Como a pandemia afetou você e seus companheiros de equipe?
Nós estávamos vindo de vários jogos bons, numa crescente grande e tínhamos jogos muito difíceis, contra o Villa Nova e a Tombense. Do nada, o campeonato parou por uma questão totalmente diferente, algo que ninguém nunca passou, então é complicado. Ainda mais quando a gente precisa ficar em casa, sem saber quando vai voltar e com rumores que o campeonato iria acabar. Foi bem difícil e para treinar sozinho em casa é complicado, muita gente precisou treinar em casa num espaço pequeno e é difícil manter a forma física ideal.
 
No seu caso, como foi o retorno? A forma física te prejudicou de alguma forma?
A forma física eu não senti tanto, porque eu consegui treinar em uma academia sozinho e fazia todo o procedimento passado pelos preparadores físicos. Para mim foi mais fácil, e como a diretoria do Uberlândia conseguiu reunir toda a base titular da equipe, o entrosamento a gente já tinha, então era trabalhar mais nessa parte física.
 
Você disputou o prêmio “Destaque do Interior”, do site Globo Esporte, e ficou atrás do Ibson, eleito o melhor jogador do campeonato. O quão contente você está com o seu desempenho?
Fico muito honrado de ter participado, foi sensacional para mim. Eu já tinha feito dois campeonatos muito bons pela URT, sendo especulado na seleção do campeonato. Colocaram o Guilherme Arana (Atlético-MG) na seleção, mas ele não fez uma competição que eu e o João Paulo (Tombense) fizemos. O João Paulo teria todo o mérito, porque chegou na final fazendo gol importante e dando passes. Acho que ter colocado o Arana foi totalmente injusto, mas eles sempre gostam de colocar jogadores de times grandes, como o Cruzeiro, Atlético e América, mas tem que valorizar mais os times do interior.
 
Como foram os dias antes do jogo contra o Cruzeiro, quando 13 membros do clube foram diagnosticados com a Covid-19?
Foi complicado.
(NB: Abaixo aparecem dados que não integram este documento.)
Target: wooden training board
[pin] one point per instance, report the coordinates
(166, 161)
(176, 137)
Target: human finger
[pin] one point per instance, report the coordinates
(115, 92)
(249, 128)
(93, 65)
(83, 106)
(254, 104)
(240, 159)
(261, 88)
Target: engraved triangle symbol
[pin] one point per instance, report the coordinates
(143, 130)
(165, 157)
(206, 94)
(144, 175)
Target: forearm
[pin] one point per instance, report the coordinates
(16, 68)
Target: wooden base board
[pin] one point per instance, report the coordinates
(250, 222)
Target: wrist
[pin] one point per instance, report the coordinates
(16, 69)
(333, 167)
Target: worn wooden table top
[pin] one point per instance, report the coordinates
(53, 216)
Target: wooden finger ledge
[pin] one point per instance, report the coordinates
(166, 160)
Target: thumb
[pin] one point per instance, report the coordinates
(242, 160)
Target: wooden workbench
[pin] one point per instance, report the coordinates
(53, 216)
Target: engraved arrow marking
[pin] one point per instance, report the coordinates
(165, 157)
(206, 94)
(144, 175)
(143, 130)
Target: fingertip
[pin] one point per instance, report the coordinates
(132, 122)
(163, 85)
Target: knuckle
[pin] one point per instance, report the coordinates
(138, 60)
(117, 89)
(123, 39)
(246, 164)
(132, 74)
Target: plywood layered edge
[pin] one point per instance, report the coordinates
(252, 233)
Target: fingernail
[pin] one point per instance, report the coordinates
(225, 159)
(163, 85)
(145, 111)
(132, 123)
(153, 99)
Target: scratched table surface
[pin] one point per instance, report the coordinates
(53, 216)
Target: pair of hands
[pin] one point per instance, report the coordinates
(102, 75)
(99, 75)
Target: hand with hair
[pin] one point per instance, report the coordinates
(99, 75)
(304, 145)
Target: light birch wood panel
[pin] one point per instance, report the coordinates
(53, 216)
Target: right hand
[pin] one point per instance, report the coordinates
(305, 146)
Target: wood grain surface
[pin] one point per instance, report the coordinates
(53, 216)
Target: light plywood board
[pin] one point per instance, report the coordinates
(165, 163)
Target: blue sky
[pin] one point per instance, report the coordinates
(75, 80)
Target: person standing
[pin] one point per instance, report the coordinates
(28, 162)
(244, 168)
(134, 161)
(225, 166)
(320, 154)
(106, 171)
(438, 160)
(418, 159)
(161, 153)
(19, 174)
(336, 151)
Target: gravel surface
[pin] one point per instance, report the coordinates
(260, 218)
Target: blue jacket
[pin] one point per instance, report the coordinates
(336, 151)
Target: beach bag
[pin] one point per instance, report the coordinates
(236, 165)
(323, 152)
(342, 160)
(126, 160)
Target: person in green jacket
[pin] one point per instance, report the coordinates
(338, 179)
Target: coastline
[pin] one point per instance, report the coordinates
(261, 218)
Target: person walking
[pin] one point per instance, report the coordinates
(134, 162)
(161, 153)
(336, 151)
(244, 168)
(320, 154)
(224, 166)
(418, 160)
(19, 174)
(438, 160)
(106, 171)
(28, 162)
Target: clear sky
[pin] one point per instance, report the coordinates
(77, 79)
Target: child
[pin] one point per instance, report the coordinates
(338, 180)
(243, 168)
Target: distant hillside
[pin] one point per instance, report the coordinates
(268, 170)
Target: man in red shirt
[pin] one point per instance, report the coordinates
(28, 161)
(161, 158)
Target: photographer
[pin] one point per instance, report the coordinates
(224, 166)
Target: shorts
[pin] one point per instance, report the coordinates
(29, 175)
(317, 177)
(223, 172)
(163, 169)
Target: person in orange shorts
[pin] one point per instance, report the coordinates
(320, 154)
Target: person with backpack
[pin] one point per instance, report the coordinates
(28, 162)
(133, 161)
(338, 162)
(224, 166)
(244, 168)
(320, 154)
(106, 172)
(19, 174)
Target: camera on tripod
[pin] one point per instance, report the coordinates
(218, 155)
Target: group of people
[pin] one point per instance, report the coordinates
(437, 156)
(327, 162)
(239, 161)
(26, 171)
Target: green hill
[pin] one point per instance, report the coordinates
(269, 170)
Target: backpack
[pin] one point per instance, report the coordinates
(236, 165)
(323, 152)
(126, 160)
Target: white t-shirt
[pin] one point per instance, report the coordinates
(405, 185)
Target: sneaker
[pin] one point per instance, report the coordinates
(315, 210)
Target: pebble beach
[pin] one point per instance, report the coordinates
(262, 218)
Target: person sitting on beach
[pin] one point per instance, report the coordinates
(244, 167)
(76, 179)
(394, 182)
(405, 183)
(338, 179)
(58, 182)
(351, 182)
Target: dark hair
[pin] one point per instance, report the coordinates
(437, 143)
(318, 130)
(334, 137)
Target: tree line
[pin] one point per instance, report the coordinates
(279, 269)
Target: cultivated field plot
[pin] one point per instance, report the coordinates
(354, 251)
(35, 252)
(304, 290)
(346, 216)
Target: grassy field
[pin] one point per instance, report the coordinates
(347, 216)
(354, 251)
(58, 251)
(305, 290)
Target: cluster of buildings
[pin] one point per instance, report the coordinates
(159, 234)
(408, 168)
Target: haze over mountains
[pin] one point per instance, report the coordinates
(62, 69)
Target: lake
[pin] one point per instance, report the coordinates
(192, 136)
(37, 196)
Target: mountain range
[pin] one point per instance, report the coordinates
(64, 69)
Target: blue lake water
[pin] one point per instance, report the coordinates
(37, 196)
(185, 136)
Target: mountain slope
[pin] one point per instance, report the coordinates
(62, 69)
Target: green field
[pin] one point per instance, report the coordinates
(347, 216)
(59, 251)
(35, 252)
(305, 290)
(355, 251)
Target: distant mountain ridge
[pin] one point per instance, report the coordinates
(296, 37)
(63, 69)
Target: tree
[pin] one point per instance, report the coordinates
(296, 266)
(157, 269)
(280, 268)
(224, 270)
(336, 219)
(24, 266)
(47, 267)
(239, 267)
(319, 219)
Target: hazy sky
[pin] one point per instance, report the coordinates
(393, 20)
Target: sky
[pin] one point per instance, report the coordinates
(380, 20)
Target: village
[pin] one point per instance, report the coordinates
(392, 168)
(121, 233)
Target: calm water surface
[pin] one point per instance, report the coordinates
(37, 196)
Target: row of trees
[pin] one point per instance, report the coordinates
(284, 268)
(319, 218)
Fiquei conversando com o Luizinho e com os contaminados e é difícil, porque você não sabe como o seu corpo vai reagir. Todo mundo estava com medo, mas graças a Deus todo mundo venceu essa batalha. Acho que foi justo a gente ganhar o título, porque não teríamos condições de disputar aquela final. O Cruzeiro está de parabéns por ter abdicado do título, mas a gente merecia mesmo, pelo trabalho que foi feito.
 
Imagino que de qualquer maneira, todos queriam estar em campo se não fosse pelo diagnóstico, estou certo?
Todo mundo queria jogar, até mesmo os meninos da base. Nós tínhamos jogadores para jogar, mas a equipe ficaria muito fraca e totalmente desconfigurada, vários titulares sairiam. Muitos atletas da base nem treinaram muito com o Luizinho, mas todos queriam que tivesse jogo, ainda mais no palco do Mineirão e contra a equipe do Cruzeiro.
 
Em relação a 2021, você volta para o Uberlândia?
Tenho propostas para disputar o Campeonato Mineiro. Deixei bem claro para a diretoria que eles teriam prioridade. Mas tudo depende das eleições, então vamos aguardar, e se o presidente tiver interesse e entrar em contato, eu vou dar prioridade para o Uberlândia, porque foi o time onde fui vitorioso e tenho um carinho muito grande pela torcida, que me abraçou. Vou fazer o possível para voltar, para que a gente possa conquistar mais títulos e o tão sonhado acesso para a Série C.